Since I’m essentially taking dictation, I have to go back regularly and rewrite past chapters to fit new changes.
It helps having an even slower release schedule (life got in the way) because I was able to make changes in Pearls to reflect what happens in Escape.
It varies. Some characters sneak up on me and work their way into being surprise protagonists in some way, shape, or fashion. Others are supposed to be protagonists and bail out. They don’t want the responsibility. I generally have one main PoV character who is consistent, and I try to have him or her grow as a normal person in that culture would (if the story is more than one book). Or the character says, “Normal? NORMAL? Watch this!”

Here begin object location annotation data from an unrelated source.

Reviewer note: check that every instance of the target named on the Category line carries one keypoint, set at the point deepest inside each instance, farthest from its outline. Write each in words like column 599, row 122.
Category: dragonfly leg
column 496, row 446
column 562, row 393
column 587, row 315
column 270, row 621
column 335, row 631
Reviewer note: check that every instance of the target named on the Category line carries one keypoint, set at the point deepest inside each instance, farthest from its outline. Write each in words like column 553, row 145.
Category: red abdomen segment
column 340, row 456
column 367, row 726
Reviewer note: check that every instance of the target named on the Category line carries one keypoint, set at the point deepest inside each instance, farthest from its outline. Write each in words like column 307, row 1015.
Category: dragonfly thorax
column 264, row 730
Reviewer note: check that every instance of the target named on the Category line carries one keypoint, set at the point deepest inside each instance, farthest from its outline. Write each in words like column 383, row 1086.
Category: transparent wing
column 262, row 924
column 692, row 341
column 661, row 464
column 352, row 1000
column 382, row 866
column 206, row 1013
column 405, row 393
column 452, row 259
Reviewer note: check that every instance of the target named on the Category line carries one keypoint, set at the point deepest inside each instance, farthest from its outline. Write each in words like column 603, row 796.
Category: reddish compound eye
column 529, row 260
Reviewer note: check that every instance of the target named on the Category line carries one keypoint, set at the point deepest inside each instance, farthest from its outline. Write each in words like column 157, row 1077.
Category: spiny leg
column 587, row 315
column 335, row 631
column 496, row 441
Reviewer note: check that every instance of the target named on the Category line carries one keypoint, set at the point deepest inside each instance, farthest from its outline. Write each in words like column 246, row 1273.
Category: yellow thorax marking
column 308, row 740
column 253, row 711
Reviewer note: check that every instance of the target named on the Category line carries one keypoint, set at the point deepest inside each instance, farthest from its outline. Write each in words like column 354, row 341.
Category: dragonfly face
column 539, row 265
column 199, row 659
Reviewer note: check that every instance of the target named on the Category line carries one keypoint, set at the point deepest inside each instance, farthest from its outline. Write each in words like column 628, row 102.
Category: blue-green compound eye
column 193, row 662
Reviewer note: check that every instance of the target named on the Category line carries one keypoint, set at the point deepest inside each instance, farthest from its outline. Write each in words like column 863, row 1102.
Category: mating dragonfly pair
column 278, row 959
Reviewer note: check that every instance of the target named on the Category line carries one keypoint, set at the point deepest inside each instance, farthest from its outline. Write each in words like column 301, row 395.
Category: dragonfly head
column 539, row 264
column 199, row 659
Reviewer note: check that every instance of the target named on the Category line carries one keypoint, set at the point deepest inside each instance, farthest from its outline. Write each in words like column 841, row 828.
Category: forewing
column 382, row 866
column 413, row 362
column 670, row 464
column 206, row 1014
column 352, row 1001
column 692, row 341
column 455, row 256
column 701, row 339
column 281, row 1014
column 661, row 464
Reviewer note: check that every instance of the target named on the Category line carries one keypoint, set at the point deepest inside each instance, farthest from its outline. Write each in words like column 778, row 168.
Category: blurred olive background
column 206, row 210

Right now I’m dealing with an MC who is about to discover that if he is really sneaky, really works hard, and gets a splash of good luck, he has a whole new option in life. He should jump for the hoop and grab it. No, he wants to hesitate because, um, I’m sorting that out. There’s not going to be many Casts of Thousands™, I hope. Ish. Maybe.
Ah, but doubt and trepidation before committing to a major undertaking or risky path makes a character more real. A lot of people have those decision points in their lives, one they did or didn’t take.
My cast of characters tend to be good about getting to where I want them to go.
Sometimes the paths they take are tricky…and confusing…and a little scary…
Just revised a scene from my space opera sequel where Wajar, a supporting character from the first book showed up briefly. In Shadow Captain he kind of ducks out of the main story late in the proceeding and takes another transport off-planet, so I wanted to show anyone who might care that he had survived and was still working with the Partisans.
“Well, guess what… they have their own lives, too.”
Yes, they do. Often they are very busy doing what they want, and quite disinclined to be bothered with what I want. For days on end. 😡
Put on a play under my direction?
Well, that would be nice. Mostly it starts with “let me tell you a story.”
I often edit so it makes sense to the reader….
My characters are people, some of them do not deign to tell me their stories as it is not my business. Others… they’re there in the background. Families, origins. They do their thing and I try to keep up and go back to make sure it’s coherent when I’m done.